Most investors outside of Europe understand Britain (still) is more than a little disinterested in signing a new pact that would financially unite most of the continent’s countries; Prime Minister David Cameron’s decision to not sign such an agreement at the end of last year made that quite clear.
What’s not as clear is why, and whether it was the right move for England.
It’s a debate that’s still raging for all involved parties. Even the country’s parliament, as well as its constituents, remain divided on the issue. But the arguments are moot at this point.
From an unbiased, outsider, third-party point of view, however, the unpopular decision might be one Great Britain is glad it made … and not just because of the obvious downsides, either. There are some less-tangible, philosophical ideas the treaty might tacitly impose that should raise eyebrows too.
In no particular order …
1. The agreement isn’t so much a law, but rather, a goal. Ergo, it might or might not be legally binding enough to stand up when the chips are down.
The crux of the European Union fiscal treaty is that each participating country shares its budget plans with the rest of the pact’s members, and agrees to allow the group’s overseers to verify that particular country isn’t wading too deeply into debt.

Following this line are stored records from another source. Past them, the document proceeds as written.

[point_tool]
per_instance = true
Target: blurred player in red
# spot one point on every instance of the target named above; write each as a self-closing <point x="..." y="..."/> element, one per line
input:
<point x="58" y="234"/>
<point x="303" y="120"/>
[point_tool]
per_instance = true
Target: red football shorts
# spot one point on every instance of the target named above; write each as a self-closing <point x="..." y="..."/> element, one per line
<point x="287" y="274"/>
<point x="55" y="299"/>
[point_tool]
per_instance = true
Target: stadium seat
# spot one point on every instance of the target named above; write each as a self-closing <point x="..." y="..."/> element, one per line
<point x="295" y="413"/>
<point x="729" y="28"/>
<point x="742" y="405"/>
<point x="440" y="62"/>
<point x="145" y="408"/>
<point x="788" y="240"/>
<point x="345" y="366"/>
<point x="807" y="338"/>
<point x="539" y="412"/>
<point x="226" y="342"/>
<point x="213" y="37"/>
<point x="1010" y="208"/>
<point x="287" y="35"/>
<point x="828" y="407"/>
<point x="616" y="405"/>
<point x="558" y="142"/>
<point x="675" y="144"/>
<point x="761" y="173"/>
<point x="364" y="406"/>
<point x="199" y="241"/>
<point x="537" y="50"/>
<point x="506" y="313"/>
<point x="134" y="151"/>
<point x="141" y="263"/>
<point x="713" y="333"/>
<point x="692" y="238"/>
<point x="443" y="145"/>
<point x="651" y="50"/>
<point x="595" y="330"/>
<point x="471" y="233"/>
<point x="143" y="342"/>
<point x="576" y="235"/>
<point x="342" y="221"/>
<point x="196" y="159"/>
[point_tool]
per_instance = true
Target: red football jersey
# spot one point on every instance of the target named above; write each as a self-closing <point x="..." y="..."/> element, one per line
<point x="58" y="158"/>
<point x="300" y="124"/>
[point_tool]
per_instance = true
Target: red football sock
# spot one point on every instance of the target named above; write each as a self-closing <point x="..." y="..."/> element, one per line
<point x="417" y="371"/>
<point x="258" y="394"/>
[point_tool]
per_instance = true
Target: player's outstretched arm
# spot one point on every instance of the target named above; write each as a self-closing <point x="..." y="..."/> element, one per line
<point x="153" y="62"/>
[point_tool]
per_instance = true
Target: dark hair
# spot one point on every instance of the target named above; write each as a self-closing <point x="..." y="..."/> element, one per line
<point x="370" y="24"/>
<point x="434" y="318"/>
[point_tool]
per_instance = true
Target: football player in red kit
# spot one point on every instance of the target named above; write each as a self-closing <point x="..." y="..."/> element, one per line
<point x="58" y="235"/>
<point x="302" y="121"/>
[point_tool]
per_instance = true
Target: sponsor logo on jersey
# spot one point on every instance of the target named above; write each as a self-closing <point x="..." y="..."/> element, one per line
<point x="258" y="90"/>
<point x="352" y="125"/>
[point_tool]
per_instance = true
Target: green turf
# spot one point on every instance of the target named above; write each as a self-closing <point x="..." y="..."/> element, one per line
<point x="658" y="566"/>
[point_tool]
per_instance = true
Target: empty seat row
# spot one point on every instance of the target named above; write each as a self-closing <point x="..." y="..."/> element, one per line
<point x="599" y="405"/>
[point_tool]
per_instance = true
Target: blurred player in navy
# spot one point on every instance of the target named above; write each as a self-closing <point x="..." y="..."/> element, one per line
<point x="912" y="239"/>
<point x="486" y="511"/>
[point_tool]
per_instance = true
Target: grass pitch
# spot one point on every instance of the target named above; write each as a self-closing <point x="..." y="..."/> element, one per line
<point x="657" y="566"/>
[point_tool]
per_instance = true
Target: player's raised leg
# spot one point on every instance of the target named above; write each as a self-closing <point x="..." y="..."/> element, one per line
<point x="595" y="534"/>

And if it does take on too much fiscal risk, the treaty further lays out a sanction or penalty plan.
All well and good, but will these treaty participants be as open-minded when push comes to shove and they have to do what they have to do to protect their homeland? In other words, do we really think loyalty to the pact will be stronger than loyalty to one’s home country?
2. The European Union’s fiscal ‘pact’ isn’t free. In fact, it takes more than a fair share of aim at London.
Not that London is the financial center of the world, but it is the financial center of Europe, and much of the region’s banking, underwriting and investing transpires through the city. No big deal, except the proposed pact specifically taxes financial transactions through what’s been dubbed the “Tobin tax.” This means a chunk of Britain’s economic engine would be sapped just because the financial industry is well-developed there.
3. Other members might not have England’s — or anyone else’s — best interests at heart.
New French President Francois Hollande has made no bones about it — he dislikes the rich and views the business world as the enemy. Not that he’s not entitled to his opinion, but who does he think is funding the bulk of France’s government operation? Rich people’s wealth and businesses employing the country’s workers are France’s lifeline, and he’s got a chip on his shoulder with both.
Now, that in and of itself has nothing directly to do with Cameron’s decision to not join the EU treaty club. Indirectly, though, one has to wonder what sort of leverage the surprisingly popular Hollande might exert to “tweak” the treaty or revamp its rules in the future. His anti-business attitude is in complete conflict with Britain’s pro-business aim … even if that pro-business environment leaves some room for occasional corruption.
4. Whether it’s the intent or not, the fiscal treaty — which still is distinct from the politically centered European Union — is another step toward the centralization of the member country’s economies through the use of a common currency.
Britain adamantly has avoided adopting the euro currency, opting to stick with the pound instead. The move makes England a bit of a European oddball in that it still deals with exchange rates. However, by not blending its currency, Britain also has maintained its ability to tweak and protect its economy the way it needs to without needing the approval of the eurozone.
What’s that got to do with the new treaty the country refuses to join? Nothing directly, since the pact still wouldn’t mandate the usage of the euro in England. However, the treaty would put Britain’s fate indirectly in the hands of most of the rest of the continent. If the eurozone were a smashing success, that would be one thing. The cooperation of multiple economies as if they were one, however, might have caused as many problems as it has solved since the introduction of the euro in 1999.
Not that Britain has all the answers to its problems, but neither does the rest of Europe. The reality is the new financial union doesn’t offer the country anything it can’t do for itself (like printing money) and doesn’t offer anything the country won’t have anyway (like trade partners).
The pact only offers confusion and red tape — the last things Britain needs getting in the way now.